Saturday, February 25, 2012

Stream of Consciousness

I woke up early to do this walking workout thing with my dad this morning. I was in a miserable mood and just didn't feel like doing it, so I gave up halfway through. Harold the hedgehog fell off the monitor and is laying helplessly on his back. He looks like I feel. I realize the quality of my writing has gone downhill along with the quality of my mood. I'm not currently taking an antidepressant and that needs to change. No guarantees on how long this will last. Could be another week, could be the next couple months. My niece is great, but loud. The words "Aunt Bekah has a headache" have no meaning to her. I wore a skirt to dance class, changed into pants (to dance in), left the pants on till I got home, then put a different skirt to go out with my dad, and then changed back to pants when I got home.

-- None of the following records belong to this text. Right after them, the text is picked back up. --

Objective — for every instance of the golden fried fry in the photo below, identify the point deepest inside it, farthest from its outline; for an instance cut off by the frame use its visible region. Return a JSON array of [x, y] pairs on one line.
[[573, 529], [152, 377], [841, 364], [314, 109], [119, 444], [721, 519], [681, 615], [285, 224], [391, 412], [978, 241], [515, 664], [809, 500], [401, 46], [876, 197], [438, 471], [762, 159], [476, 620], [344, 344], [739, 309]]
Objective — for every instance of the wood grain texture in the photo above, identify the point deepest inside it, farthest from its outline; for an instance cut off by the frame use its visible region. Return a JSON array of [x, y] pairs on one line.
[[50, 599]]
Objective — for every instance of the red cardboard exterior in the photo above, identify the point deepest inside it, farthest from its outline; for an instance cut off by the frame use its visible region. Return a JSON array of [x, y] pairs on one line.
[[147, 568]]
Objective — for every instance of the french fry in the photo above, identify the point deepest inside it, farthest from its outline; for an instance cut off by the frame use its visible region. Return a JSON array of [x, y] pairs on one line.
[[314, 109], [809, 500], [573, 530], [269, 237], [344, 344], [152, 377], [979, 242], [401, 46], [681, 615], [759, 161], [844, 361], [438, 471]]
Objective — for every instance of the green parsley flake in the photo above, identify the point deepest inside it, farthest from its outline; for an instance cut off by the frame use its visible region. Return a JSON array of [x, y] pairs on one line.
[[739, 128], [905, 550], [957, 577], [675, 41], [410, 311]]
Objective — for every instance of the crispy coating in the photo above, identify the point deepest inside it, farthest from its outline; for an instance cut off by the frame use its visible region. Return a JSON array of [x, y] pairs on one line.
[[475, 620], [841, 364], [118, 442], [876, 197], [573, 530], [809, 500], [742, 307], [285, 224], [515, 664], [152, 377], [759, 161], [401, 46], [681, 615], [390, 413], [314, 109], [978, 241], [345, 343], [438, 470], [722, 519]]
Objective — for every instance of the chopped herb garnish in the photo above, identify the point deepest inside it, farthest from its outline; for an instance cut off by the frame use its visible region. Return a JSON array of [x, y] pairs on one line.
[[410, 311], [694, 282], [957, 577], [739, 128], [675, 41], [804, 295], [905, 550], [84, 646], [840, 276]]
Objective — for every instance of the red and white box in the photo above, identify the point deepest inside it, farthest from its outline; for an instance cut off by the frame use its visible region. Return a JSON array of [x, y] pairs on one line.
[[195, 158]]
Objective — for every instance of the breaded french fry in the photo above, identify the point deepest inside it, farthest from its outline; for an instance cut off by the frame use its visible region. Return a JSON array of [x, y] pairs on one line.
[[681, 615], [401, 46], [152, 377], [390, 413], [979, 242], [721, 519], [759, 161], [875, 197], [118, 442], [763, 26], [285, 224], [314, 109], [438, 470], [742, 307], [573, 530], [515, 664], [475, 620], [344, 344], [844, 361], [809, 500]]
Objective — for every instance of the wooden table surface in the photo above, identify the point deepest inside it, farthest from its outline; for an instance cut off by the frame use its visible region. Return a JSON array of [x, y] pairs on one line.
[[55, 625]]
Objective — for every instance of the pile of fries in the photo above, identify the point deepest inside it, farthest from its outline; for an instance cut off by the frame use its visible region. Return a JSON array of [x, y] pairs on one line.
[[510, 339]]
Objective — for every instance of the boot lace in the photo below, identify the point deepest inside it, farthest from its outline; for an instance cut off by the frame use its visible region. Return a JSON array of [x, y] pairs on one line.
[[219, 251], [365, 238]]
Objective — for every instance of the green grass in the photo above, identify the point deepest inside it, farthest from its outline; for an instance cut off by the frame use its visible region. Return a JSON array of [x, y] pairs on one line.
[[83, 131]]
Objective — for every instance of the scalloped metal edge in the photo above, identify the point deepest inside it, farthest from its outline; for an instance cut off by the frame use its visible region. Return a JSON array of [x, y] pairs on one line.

My motivation to put any effort into my appearance has hit rock bottom. Looking nice tends to make one feel nice, but nothing I can think of would be more uncomfortable than feeling nice. Welcome to bipolar disorder. We're loony, but lovable. Well, I guess that would depend on who you ask. Whatever. I just started the last four sentences with 'W.' I had wanted to shower and dry/flatiron/pincurl my hair tonight, but it's not going to happen. I think I'm going to bed. Another useless day is coming to a close.